Stocks markets will have to face a difficult week, mainly due to the fact that the uncertainty continues to be the most relevant feature in the short-term scenario. Weakest European markets have spread fears on investors worldwide. As a result, nor stakeholders neither bondholders have been exempt from concerns about their investments yields. So far, gold has been the refuge for frightened people, keen to flee from risky assets. However, even metals seem to have brought about doubts on their rally sustainability.
Previous weeks, attention has focused on Mediterranean countries such as Greece, Portugal and Spain and their capability to meet their financial commitments. Their 10-year bonds incremental yields reveal their overall deterioration, which, especially in the case of the Hellenic country, could finish in default. Despite the endeavours of International Institutions, such as the International Monetary Fund and the European Central Bank, which have repeatedly stated that they strongly backed those European countries that are in trouble, the euro has consistently plunged against the dollar and other currencies. This fact demonstrates that the market shows little or none conviction about the Financial regulators ´speech.
Mediterranean countries have seen their stocks markets plummeting in the last months. The Spain´s Ibex have decreased a 26% since the first week of 2010 and the Greek and Portuguese Indexes have equally undergone severe corrections. By contrast, the Dow Jones and the Germany´s Dax have become the strongholds where money has tried to look for refuge.
Market direction could be a goal complicate to forecast in the short term. Perhaps the behaviour of the Stocks Markets of some Northern European countries could contribute to clarify a short and middle-term strategy. The Amsterdam´s AEX, for instance, has experienced so far a similar movement to the German Index. Nevertheless, last week, prices broke down its 200-session moving average, which has worsened significantly its technical situation, because this index had already a negative element: its primary rising trendline had been lost at the beginning of May.

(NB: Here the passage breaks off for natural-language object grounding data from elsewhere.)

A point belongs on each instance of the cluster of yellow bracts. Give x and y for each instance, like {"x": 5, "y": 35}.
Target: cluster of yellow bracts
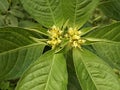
{"x": 56, "y": 36}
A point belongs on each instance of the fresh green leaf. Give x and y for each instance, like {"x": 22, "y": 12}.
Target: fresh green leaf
{"x": 17, "y": 51}
{"x": 4, "y": 5}
{"x": 93, "y": 73}
{"x": 110, "y": 32}
{"x": 111, "y": 8}
{"x": 109, "y": 52}
{"x": 46, "y": 12}
{"x": 48, "y": 73}
{"x": 78, "y": 11}
{"x": 73, "y": 83}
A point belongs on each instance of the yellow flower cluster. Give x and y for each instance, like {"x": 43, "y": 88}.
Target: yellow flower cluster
{"x": 74, "y": 36}
{"x": 55, "y": 35}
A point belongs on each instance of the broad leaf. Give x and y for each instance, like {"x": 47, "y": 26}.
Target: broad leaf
{"x": 109, "y": 52}
{"x": 93, "y": 73}
{"x": 78, "y": 11}
{"x": 4, "y": 5}
{"x": 17, "y": 51}
{"x": 46, "y": 12}
{"x": 48, "y": 73}
{"x": 111, "y": 8}
{"x": 73, "y": 83}
{"x": 110, "y": 32}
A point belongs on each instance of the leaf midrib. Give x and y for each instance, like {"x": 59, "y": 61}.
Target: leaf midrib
{"x": 51, "y": 11}
{"x": 50, "y": 73}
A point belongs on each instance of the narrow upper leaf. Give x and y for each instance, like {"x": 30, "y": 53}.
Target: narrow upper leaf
{"x": 111, "y": 8}
{"x": 46, "y": 12}
{"x": 48, "y": 73}
{"x": 78, "y": 11}
{"x": 109, "y": 52}
{"x": 110, "y": 32}
{"x": 93, "y": 73}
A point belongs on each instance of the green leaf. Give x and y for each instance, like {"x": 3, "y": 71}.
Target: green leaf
{"x": 73, "y": 83}
{"x": 110, "y": 32}
{"x": 109, "y": 52}
{"x": 93, "y": 73}
{"x": 78, "y": 11}
{"x": 17, "y": 13}
{"x": 4, "y": 5}
{"x": 111, "y": 8}
{"x": 17, "y": 51}
{"x": 46, "y": 12}
{"x": 48, "y": 73}
{"x": 11, "y": 21}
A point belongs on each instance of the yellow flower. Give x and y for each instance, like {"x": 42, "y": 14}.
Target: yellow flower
{"x": 55, "y": 35}
{"x": 74, "y": 36}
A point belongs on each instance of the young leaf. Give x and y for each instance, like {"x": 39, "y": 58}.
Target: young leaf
{"x": 111, "y": 8}
{"x": 73, "y": 83}
{"x": 4, "y": 5}
{"x": 78, "y": 11}
{"x": 46, "y": 12}
{"x": 48, "y": 73}
{"x": 17, "y": 51}
{"x": 93, "y": 73}
{"x": 110, "y": 32}
{"x": 109, "y": 52}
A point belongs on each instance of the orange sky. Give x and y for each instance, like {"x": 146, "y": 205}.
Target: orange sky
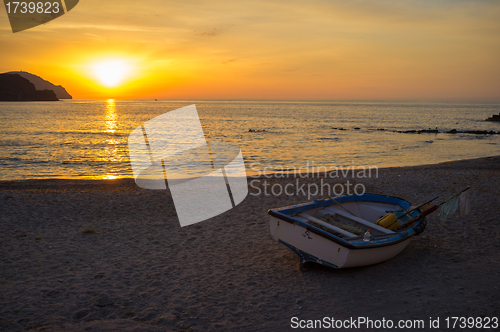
{"x": 222, "y": 49}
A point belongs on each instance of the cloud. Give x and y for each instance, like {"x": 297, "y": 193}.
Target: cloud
{"x": 228, "y": 61}
{"x": 210, "y": 33}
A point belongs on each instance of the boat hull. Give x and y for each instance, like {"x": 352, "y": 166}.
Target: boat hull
{"x": 318, "y": 249}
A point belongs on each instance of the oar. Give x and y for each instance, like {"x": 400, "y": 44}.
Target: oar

Therefore, next week the Dutch index will have to prove its ability to be free from Southern European economies ´contagion. There are two key elements which should behave as the crucial tests to determine their future for the coming quarters: the supports of 310 and 300 points. If they eventually are broken, the bearish pressure could lead the AEX to a significant correction. Otherwise, the likelihood to recover its upward structure would remain intact.
There is a single bullish technical element that could suffice to make the AEX experience an increase in the short-term: the positive divergence that the RSI is forming. However, it will have to struggle with too many negative aspects which rule over the market´s sentiment.
The technical recommendation for the AEX is to open short positions if prices break the level of 295 points. It´s advisable to set a stop loss in the level of 335 points.